口向きが返し馬から気になるのはいつも通りですし、ストライドが大きく、雰囲気はそこまで悪いとは思わなかったけど。うーん。

ノームコアは最後にゆっくり出てきて、ゴールのライトに照らされてブチ色が一層際立ちます。
無理せずにゆっくりとしたキャンターでしたが、行きたがる感じもなく、休み明けですが走れそうな雰囲気は感じました。

レースはアドマイヤマーズが内にささってどうしようもない感じで後方でもがいている中、各馬スローペースという事もあり余力十分の横一線からノームコア。
「またルメールか!」という方が先に来ました。

後方から上がり33.2でノームコア。
その後ろからスミヨン騎乗のレイエンダが33.0の末脚で内の連中を一気に飲み込みました。

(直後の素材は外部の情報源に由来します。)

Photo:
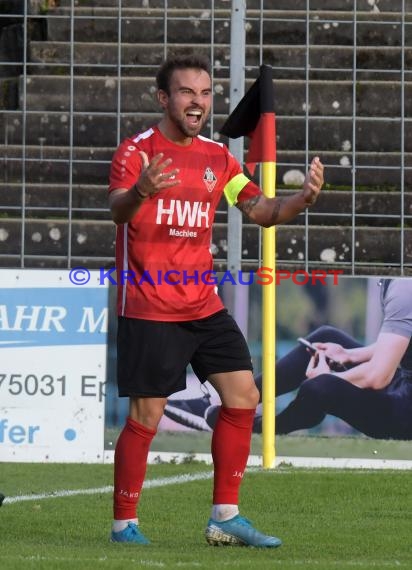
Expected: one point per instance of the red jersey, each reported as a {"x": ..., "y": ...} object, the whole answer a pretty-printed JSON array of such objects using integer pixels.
[{"x": 163, "y": 257}]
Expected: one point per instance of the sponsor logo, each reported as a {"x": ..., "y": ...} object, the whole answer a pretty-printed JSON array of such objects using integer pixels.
[{"x": 209, "y": 179}]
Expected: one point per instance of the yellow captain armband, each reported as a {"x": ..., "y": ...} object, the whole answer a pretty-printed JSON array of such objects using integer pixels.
[{"x": 234, "y": 187}]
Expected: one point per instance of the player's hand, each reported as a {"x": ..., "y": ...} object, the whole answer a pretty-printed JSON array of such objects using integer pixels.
[
  {"x": 155, "y": 176},
  {"x": 313, "y": 181},
  {"x": 317, "y": 365}
]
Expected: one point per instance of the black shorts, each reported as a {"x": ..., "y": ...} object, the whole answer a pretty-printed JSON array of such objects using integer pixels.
[{"x": 152, "y": 356}]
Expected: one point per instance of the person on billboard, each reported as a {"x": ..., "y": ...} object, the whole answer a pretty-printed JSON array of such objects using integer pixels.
[
  {"x": 369, "y": 387},
  {"x": 165, "y": 185}
]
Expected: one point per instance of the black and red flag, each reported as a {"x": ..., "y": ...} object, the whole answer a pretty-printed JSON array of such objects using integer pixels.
[{"x": 254, "y": 117}]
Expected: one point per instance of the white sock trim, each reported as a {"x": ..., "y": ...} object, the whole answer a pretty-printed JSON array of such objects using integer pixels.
[
  {"x": 221, "y": 513},
  {"x": 119, "y": 525}
]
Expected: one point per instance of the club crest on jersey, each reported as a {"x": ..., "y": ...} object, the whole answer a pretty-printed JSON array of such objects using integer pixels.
[{"x": 209, "y": 179}]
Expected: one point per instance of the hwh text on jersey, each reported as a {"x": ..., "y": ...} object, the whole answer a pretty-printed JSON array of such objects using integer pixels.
[{"x": 191, "y": 214}]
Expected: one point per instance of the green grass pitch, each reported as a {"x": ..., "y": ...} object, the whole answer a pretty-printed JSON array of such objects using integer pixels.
[{"x": 327, "y": 519}]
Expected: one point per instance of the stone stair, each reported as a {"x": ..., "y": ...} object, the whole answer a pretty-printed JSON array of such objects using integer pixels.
[{"x": 72, "y": 94}]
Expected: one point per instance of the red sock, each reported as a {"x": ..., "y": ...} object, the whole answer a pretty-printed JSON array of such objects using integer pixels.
[
  {"x": 130, "y": 461},
  {"x": 230, "y": 451}
]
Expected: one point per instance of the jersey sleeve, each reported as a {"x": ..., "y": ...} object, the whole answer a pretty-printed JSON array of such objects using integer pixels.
[
  {"x": 238, "y": 187},
  {"x": 126, "y": 166}
]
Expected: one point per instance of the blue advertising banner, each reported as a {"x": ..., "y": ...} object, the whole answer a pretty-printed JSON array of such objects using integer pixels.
[{"x": 53, "y": 337}]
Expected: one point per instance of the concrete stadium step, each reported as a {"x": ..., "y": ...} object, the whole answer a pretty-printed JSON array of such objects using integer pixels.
[
  {"x": 54, "y": 58},
  {"x": 289, "y": 27},
  {"x": 345, "y": 5},
  {"x": 49, "y": 200},
  {"x": 369, "y": 207},
  {"x": 50, "y": 164},
  {"x": 325, "y": 135},
  {"x": 92, "y": 94},
  {"x": 328, "y": 246}
]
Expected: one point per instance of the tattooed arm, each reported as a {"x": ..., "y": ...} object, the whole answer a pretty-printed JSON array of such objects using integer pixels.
[{"x": 268, "y": 212}]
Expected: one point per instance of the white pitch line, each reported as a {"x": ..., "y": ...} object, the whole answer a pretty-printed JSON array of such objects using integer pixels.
[{"x": 176, "y": 480}]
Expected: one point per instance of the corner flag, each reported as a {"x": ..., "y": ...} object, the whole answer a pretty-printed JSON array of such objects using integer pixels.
[{"x": 254, "y": 117}]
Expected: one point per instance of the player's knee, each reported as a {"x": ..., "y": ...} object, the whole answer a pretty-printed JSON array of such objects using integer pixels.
[{"x": 254, "y": 396}]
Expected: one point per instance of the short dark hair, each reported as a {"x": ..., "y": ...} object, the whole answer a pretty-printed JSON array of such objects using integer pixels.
[{"x": 193, "y": 61}]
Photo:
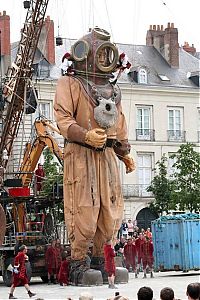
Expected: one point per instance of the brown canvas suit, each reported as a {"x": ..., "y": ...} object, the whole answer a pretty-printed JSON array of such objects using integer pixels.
[{"x": 93, "y": 203}]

クリノガウディ―、カテドラルといった3歳馬54kg勢もそこそこ走れているので、いいレースだったかなと思います。
アドマイヤマーズを除いて。

アドマイヤマーズは道中の行きっぷりも今一つで、なんせ直線の走りが悪すぎました。ここまで酷いと…。
追うとささってしまい、57kgとか関係ない感じの負け方。
共同通信杯では内からダノンキングリーに差されているので、真っ直ぐ走っていたはずですが、どうしたものか。

どちらにしても中団から外回して末脚勝負というのは全くこの馬の良さが出ないので、このペースなら前に行って仕掛けてどうかが見たかった。
調子が悪いとするならマイルCSは完全に消しのレース振りでしたが、微妙に追えなかった感じがする負け方だと判断に困ります。
スタート決めてある程度消耗戦に持ち込めれば、決して上の連中に簡単に負けるとは思えないので、自分は一旦レース不向きのため度外視、としておきます。

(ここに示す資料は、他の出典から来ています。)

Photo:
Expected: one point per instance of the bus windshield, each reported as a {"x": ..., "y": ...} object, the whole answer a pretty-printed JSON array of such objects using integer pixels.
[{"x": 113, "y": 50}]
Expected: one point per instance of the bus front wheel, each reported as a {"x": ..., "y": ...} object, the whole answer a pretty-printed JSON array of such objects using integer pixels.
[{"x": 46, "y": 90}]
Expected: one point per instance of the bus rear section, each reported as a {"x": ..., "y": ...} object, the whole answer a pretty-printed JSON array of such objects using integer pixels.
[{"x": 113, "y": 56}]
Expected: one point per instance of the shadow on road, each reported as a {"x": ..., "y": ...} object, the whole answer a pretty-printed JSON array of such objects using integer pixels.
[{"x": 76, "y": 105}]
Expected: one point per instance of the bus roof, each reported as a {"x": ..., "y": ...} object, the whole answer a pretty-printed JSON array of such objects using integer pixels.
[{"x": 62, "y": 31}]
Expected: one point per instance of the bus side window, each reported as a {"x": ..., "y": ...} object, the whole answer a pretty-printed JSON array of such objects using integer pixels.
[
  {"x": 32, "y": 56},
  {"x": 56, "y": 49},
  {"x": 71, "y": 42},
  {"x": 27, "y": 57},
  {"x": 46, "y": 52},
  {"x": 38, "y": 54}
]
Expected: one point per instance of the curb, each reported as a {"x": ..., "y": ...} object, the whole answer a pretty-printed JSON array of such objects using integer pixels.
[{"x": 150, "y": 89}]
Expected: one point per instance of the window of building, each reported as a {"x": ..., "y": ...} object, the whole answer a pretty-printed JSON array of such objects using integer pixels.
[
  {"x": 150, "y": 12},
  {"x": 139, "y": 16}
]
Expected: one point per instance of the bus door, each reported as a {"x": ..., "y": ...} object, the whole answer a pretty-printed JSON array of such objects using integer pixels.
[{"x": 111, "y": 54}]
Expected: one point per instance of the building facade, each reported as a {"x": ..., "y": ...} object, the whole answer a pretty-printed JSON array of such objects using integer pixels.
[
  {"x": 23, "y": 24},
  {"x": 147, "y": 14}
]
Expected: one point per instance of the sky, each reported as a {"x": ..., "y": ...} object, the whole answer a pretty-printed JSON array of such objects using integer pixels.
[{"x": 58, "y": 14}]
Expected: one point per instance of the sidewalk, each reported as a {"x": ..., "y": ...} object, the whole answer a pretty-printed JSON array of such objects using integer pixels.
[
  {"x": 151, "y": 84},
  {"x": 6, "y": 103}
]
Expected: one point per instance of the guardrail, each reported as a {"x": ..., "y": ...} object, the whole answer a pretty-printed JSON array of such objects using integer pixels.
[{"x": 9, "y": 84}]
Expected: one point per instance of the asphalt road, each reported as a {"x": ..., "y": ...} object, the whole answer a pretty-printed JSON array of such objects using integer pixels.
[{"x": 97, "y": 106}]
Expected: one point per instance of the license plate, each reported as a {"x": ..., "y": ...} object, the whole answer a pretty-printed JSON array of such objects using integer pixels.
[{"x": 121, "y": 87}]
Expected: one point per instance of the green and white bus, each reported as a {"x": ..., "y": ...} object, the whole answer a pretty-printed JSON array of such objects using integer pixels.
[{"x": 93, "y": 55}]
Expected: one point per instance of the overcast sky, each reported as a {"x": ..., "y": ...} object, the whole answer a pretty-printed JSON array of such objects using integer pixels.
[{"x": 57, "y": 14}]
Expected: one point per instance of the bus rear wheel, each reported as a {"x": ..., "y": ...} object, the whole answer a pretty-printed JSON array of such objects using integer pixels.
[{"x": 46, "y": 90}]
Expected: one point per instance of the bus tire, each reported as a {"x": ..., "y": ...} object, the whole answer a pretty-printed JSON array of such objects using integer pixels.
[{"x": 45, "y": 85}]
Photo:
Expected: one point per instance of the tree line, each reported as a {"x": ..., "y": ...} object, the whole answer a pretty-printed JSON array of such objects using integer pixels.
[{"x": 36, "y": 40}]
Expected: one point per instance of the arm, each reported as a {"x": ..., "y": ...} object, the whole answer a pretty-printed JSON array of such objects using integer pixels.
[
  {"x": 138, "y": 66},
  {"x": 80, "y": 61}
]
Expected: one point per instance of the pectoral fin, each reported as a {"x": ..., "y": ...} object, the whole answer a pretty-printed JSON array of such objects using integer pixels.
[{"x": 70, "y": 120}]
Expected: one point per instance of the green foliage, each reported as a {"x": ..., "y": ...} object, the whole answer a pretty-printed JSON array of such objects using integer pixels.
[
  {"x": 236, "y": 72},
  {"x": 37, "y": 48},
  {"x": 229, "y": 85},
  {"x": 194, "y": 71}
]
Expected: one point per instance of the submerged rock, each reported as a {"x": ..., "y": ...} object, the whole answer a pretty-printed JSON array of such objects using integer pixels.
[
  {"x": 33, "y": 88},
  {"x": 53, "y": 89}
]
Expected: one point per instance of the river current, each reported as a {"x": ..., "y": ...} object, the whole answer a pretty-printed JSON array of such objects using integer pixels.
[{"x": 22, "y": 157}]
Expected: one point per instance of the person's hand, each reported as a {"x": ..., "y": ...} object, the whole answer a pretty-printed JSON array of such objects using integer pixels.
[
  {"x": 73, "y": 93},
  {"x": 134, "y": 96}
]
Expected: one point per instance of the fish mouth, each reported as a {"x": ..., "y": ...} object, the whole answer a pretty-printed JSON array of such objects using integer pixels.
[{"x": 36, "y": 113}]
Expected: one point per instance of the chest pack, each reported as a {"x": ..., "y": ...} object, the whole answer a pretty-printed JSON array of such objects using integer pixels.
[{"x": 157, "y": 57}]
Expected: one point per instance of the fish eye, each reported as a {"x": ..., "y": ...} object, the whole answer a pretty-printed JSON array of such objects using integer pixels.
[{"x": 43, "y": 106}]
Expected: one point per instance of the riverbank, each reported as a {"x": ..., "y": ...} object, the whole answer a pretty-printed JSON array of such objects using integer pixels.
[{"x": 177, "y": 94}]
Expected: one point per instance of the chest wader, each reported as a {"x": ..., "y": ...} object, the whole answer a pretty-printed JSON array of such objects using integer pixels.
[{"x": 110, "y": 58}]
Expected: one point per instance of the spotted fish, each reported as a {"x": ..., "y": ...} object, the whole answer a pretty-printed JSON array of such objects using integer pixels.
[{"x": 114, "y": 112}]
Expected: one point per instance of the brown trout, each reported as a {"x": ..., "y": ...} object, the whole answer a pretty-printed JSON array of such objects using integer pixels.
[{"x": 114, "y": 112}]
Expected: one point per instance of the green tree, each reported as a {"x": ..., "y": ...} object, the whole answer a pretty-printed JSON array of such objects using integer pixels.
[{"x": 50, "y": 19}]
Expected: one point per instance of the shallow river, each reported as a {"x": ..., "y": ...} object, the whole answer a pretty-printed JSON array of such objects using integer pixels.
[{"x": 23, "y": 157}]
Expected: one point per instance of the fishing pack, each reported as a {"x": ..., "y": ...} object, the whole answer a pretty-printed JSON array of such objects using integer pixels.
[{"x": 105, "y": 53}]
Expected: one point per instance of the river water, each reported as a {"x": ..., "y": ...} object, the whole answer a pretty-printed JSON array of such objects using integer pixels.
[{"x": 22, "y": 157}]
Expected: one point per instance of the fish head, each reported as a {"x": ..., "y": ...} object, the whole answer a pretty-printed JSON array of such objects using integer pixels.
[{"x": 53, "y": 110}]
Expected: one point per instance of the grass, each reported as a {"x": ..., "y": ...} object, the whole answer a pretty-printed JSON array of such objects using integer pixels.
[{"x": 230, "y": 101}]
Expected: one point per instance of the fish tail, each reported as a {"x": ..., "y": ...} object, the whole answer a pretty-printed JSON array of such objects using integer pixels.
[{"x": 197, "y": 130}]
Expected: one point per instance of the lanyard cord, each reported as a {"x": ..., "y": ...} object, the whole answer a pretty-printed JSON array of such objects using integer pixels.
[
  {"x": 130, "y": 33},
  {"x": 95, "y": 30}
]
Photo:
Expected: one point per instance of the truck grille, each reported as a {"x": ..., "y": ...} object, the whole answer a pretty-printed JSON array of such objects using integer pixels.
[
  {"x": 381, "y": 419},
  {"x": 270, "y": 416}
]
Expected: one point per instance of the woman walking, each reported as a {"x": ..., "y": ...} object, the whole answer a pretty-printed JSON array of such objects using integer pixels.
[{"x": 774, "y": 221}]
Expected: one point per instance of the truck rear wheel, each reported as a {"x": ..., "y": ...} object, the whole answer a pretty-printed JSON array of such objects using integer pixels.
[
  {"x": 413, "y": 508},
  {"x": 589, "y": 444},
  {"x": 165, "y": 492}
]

ノームコアはお姉さんとしてしっかりクロノジェネシスに続きました。
溜めれば切れますね。56kgでここまで走れればマイルCSも簡単に崩れないと思います。

レイエンダはエプソムカップは先行して押し切ったと思えば今回はほぼ最後方からの追い込み。何が得意なのかさっぱり分かりません。
毎回きちんと最後の脚は出ているので、多少渋った馬場+ややスローの流れというのが絶好なんでしょう。今のところは。

ディアドラが欧州で頑張っていますが、行くならこういう馬の方が見てる側は面白い。
ジャック・ル・マロワ賞とか、ムーラン・ド・ロンシャン賞とかに行けばいいのに。渋った馬場、スローで上がり勝負、少頭数。そしてスミヨン。追い込める。

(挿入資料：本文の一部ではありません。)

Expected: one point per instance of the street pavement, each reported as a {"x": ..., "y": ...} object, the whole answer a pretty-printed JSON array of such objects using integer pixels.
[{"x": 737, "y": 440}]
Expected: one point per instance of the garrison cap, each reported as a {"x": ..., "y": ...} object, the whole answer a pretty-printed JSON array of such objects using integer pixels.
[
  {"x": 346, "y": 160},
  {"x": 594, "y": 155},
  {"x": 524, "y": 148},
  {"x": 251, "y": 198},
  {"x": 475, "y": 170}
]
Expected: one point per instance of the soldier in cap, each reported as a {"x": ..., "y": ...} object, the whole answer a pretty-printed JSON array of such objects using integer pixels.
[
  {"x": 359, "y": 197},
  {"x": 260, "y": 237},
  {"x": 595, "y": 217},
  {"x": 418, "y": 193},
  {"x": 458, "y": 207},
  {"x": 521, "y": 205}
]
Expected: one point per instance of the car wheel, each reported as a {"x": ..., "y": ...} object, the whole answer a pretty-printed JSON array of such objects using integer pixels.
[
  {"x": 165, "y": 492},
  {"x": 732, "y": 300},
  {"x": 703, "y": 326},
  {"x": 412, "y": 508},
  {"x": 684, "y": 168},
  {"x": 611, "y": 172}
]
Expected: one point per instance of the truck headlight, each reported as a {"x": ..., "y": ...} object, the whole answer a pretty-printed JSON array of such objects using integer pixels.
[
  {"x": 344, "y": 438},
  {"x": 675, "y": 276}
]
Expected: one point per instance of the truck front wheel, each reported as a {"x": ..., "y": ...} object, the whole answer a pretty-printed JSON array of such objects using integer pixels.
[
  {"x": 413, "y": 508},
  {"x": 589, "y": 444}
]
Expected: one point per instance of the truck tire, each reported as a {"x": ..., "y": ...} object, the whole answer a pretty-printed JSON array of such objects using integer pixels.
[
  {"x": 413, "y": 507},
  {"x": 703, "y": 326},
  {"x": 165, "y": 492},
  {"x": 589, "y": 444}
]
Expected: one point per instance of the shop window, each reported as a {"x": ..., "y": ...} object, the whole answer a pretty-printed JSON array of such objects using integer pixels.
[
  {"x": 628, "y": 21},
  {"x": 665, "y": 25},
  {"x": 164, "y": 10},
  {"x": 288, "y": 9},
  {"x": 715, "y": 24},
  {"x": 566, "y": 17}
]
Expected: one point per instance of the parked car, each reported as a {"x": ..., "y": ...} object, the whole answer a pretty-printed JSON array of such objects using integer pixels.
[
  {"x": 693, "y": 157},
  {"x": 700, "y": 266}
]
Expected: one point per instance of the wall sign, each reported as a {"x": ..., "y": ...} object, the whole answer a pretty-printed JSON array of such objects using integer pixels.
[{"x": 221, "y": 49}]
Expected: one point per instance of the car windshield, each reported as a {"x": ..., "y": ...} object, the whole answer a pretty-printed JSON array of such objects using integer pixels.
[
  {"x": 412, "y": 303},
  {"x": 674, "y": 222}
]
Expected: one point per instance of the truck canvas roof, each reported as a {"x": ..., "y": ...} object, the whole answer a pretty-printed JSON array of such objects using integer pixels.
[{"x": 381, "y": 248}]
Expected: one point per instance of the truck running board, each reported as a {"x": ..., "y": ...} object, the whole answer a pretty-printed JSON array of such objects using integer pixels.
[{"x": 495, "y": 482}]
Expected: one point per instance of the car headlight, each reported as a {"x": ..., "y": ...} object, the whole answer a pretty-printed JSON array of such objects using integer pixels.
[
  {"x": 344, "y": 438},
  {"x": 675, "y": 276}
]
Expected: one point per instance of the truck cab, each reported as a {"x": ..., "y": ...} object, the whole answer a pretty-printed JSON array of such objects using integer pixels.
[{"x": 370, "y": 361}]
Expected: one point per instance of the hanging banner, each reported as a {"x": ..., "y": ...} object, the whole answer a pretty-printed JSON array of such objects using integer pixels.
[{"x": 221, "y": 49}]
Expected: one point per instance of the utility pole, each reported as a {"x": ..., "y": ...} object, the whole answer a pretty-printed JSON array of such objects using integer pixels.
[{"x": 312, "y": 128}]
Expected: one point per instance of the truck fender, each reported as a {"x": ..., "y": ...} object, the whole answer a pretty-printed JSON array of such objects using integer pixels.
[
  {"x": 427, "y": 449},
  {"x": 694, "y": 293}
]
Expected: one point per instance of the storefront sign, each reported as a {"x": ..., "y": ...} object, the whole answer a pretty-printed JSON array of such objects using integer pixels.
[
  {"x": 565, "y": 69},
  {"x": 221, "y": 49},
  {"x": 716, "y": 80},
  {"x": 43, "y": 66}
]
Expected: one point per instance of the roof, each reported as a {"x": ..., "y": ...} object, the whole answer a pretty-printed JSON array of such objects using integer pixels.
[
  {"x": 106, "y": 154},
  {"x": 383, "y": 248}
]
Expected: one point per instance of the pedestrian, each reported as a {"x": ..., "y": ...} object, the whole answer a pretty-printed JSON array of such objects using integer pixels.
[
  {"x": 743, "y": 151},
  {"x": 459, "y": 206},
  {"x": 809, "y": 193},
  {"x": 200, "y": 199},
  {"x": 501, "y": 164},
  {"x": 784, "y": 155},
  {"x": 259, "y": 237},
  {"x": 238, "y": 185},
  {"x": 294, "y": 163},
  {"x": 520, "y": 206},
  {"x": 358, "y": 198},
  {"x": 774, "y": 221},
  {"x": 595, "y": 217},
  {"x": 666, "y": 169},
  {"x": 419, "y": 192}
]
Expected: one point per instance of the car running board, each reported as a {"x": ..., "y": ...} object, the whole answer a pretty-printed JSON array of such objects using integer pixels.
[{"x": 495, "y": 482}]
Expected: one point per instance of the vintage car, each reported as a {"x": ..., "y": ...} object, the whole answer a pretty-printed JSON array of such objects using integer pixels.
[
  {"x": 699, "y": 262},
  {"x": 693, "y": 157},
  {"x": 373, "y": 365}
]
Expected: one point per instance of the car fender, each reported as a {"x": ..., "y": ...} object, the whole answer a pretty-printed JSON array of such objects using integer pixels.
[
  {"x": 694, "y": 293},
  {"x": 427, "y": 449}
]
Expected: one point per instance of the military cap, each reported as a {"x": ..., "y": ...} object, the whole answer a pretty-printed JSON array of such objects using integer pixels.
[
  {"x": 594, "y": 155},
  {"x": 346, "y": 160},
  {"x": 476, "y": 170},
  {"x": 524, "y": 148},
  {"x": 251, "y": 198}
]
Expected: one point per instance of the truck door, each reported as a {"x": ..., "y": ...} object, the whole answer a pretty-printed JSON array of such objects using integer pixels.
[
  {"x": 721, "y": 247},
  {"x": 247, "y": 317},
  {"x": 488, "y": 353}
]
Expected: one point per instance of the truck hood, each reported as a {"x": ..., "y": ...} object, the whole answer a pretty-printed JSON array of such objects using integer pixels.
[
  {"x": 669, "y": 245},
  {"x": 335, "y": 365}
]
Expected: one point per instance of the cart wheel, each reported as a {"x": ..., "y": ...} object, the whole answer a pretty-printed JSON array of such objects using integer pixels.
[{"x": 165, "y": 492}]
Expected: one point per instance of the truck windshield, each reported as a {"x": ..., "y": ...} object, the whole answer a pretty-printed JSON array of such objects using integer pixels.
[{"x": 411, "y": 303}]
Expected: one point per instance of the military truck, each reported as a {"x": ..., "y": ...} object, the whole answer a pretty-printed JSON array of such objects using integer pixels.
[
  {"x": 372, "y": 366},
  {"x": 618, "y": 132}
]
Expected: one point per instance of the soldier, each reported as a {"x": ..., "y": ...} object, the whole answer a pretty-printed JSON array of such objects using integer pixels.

レッドオルガはもうエリモピクシー万歳でいい気がする。
ヴィクトリアマイルはノームコアとほぼ同じ位置から上がりで完敗。
今回は2kg差があっても及ばず。ガチンコの力勝負は分が悪いですが、東京マイルはそうなる傾向なのでもどかしい。
去年とは馬の実績が違うものの、タイトルなしならハンデ55kgでは出られると思うので、そこなら勝ち切れる?かな。

 

第80回菊花賞(G1・京都・芝3000m・良)

馬券的にはトリガミでした。

レースそのものの印象は微妙ですね。強さとかレースの厳しさは置いておいて。「数年後覚えている菊花賞か?」と問われると「No」と答る人が多そう。
とはいえ武豊騎手の令和でのG1勝利ということで覚えている人もいるかな。
どちらにしてもインパクトという点では薄かったのは多くの方と一致しそうな菊花賞です。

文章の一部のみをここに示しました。